From the Richmond Dispatch, 9/27/1862, p. 2, c. 1
Legislation for Removing Negroes.
The Federal invasion, especially in its relations to negroes, has thus far been a John Brown raid on a grand scale. Wherever the Federal armies have advanced the negroes have been swept off as clean as the Eastern locusts sweep a field of grain. Not one green or black thing is left in the line of the Yankee march, nor in the whole country for many miles around. The Piedmont, the Upper Valley, the Peninsula, the country watered by the Rappahannock and the Potomac, have been stripped of their negro population. This war has assumed the character of a grand Negro Hunting Expedition. Of victories the Yankees have gained few; negroes many.
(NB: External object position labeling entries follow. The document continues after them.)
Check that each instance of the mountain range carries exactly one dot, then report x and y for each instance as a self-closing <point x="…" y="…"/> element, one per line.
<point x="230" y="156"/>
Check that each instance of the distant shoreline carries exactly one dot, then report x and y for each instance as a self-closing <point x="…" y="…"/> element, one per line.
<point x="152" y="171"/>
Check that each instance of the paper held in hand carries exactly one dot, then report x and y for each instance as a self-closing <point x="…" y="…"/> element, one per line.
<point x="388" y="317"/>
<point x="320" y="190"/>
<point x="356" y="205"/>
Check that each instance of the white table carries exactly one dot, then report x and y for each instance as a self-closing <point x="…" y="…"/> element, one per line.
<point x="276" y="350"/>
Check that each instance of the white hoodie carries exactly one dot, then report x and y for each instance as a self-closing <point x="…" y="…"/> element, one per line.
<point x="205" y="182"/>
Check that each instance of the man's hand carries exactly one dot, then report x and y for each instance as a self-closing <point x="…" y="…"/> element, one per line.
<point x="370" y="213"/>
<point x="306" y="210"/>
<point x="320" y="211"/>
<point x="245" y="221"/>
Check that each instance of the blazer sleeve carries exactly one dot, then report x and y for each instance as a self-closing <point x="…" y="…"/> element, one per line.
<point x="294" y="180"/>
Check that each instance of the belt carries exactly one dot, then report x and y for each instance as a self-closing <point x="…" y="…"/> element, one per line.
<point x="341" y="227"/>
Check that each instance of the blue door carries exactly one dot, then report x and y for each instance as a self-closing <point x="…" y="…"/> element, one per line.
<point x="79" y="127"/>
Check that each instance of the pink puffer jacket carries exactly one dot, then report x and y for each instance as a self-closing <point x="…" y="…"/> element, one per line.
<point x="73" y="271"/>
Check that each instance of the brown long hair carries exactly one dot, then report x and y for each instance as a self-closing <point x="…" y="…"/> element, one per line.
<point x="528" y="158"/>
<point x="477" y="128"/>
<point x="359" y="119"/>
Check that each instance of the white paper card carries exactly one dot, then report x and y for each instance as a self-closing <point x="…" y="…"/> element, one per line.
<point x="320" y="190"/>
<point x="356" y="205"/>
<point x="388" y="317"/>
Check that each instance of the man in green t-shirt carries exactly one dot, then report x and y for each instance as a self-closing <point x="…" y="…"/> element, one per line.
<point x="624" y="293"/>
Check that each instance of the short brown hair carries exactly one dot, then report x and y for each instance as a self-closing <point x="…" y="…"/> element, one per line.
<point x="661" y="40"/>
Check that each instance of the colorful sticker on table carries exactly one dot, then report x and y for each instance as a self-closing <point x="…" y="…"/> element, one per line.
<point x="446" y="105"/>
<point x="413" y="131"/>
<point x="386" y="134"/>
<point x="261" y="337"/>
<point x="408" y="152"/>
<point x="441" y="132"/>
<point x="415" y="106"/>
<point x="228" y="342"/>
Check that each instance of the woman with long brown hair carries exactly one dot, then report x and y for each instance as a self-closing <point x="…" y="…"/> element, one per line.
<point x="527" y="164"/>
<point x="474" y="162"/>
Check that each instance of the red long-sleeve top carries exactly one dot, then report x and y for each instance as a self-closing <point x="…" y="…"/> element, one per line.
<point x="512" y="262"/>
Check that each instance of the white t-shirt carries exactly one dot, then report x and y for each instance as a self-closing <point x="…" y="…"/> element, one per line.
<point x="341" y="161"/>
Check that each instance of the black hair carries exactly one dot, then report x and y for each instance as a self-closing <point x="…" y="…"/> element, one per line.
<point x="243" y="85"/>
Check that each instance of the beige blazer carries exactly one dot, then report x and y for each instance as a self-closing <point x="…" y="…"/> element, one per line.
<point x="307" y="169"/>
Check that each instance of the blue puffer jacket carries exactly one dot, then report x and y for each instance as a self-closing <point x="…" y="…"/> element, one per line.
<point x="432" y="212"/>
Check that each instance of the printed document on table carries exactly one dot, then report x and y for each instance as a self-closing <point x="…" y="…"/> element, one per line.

What becomes of the game, it is impossible to say, nor is that a matter of much consequence. - The loss, however, of so valuable an element of strength and prosperity is a matter of such moment that the Legislature of the State ought at once to take measures for the prevention of similar calamities in the future.--This can only be done by a law providing for the removal of negroes from all threatened districts to the interior. It will not do to leave this to the discretion or judgment of the masters. In some cases, they are too indolent to take the proper precautions for the security of their property. In others, they are deluded by implicit confidence in the fidelity of their servants, and, notwithstanding the experience which the war has furnished that the neighborhood of a Yankee army creates as complete a stampede among negroes as the approach of a locomotive among cattle, there are thousands of masters who continue to believe that their servants will not run under similar temptations, and foolishly to expose them to temptation. It is clear, therefore, that there is no security for the negro property of the State, unless the Legislature makes the removal of the negroes from districts exposed to invasion compulsory. We trust the necessary action will be taken promptly, for the State has already suffered enormous losses from this cause, which, by precautionary legislation, might all have been prevented.